Teria o presidente eleito o direito de se posicionar livremente de acordo com a
ideologia do seu partido vencedor?
Se estendermos o raciocínio a uma relação conjugal, quanto tempo o casal poderá
suportar a união diante de decisões unilaterais delicadas que levam a consequências muito
indesejáveis?
Lembrando que o divórcio de um casal já é muito dolorido, o divórcio de um povo
é ainda muito maior, insuportavelmente mais dolorido.
Resta ainda um longo caminho de aperfeiçoamento do processo democrático, que
parece quase estagnado pelas bases alimentadas pela demagogia que trabalha
conceitos falsos mantendo o status quo
que fomenta o extremismo, tal como células do corpo que adoeceram, tornando-as
o câncer que corrói a existência do todo.
A democracia precisa evoluir para reduzir a oscilação dessa
gangorra ideológica, em que, quando um lado está em alta, conduz à sua própria
queda para elevar o lado oposto.
E não sai disso!
Democracia conduzindo a regimes autoritários, sejam eles de
esquerda ou de direita, e consequentemente os mesmos regimes outrora eleitos
tornando-se desgastados por suas deficiências que conduzem às lutas internas para o
retorno à democracia.
A dissolução da União Soviética resultando no conflito entre
Rússia e Ucrânia, são exemplos vivos do nosso momento atual.
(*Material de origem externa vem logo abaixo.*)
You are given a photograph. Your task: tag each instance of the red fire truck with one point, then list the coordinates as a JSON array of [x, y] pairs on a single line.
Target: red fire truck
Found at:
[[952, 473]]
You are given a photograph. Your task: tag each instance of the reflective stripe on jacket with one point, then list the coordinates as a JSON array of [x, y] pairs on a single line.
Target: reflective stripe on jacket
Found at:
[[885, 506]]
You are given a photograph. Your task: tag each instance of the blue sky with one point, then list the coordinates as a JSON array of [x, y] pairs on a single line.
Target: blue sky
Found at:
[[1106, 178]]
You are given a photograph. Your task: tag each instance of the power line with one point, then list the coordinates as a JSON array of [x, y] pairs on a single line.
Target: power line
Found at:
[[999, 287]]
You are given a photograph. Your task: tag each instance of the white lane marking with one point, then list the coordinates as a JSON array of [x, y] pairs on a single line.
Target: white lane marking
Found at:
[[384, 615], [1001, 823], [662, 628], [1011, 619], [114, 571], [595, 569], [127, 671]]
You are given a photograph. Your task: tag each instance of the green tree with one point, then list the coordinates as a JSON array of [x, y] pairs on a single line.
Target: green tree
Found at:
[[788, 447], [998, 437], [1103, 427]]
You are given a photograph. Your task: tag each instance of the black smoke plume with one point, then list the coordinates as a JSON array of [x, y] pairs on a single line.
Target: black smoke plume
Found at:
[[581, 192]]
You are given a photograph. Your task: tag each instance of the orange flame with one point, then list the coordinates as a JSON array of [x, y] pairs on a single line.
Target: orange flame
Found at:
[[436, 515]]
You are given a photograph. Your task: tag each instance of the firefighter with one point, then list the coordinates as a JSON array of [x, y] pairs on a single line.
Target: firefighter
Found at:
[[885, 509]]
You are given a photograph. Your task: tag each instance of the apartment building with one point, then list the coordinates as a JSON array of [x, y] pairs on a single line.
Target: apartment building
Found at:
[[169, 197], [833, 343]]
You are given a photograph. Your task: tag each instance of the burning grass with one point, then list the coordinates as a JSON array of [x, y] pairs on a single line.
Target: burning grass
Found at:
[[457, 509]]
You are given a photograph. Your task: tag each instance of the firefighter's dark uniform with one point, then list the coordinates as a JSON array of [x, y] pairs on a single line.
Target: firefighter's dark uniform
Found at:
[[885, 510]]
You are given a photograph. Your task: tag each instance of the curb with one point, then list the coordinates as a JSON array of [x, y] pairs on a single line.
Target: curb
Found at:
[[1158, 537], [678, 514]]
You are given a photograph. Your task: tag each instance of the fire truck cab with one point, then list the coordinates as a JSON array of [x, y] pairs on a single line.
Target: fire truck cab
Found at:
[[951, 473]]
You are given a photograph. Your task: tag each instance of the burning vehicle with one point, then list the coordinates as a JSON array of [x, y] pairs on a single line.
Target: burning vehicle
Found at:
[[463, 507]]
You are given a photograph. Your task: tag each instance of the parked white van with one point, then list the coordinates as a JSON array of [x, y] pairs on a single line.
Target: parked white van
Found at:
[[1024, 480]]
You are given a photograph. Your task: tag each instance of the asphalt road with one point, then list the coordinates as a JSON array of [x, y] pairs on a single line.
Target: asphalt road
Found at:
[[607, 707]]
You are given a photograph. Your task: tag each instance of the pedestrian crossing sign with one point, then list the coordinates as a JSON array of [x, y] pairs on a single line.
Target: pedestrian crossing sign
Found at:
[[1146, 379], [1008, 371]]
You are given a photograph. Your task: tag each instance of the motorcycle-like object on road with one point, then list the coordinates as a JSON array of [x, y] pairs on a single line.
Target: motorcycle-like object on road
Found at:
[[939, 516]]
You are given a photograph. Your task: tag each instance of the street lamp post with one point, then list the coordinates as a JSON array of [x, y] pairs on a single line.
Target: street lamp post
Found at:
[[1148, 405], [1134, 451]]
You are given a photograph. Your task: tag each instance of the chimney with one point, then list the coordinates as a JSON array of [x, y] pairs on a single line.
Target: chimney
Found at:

Se duas pessoas sentadas na ponta da gangorra caminharem em
direção ao centro, a oscilação é reduzida.
Se aperfeiçoarmos o processo democrático tornando-o de fato
mais representativo apesar de resultados desfavoráveis a este equilíbrio, então
também reduziremos a oscilação dessa gangorra do sofrimento humano em busca da
paz e da justiça que sustente uma distribuição mais equitativa das riquezas, já
que esta última depende da primeira.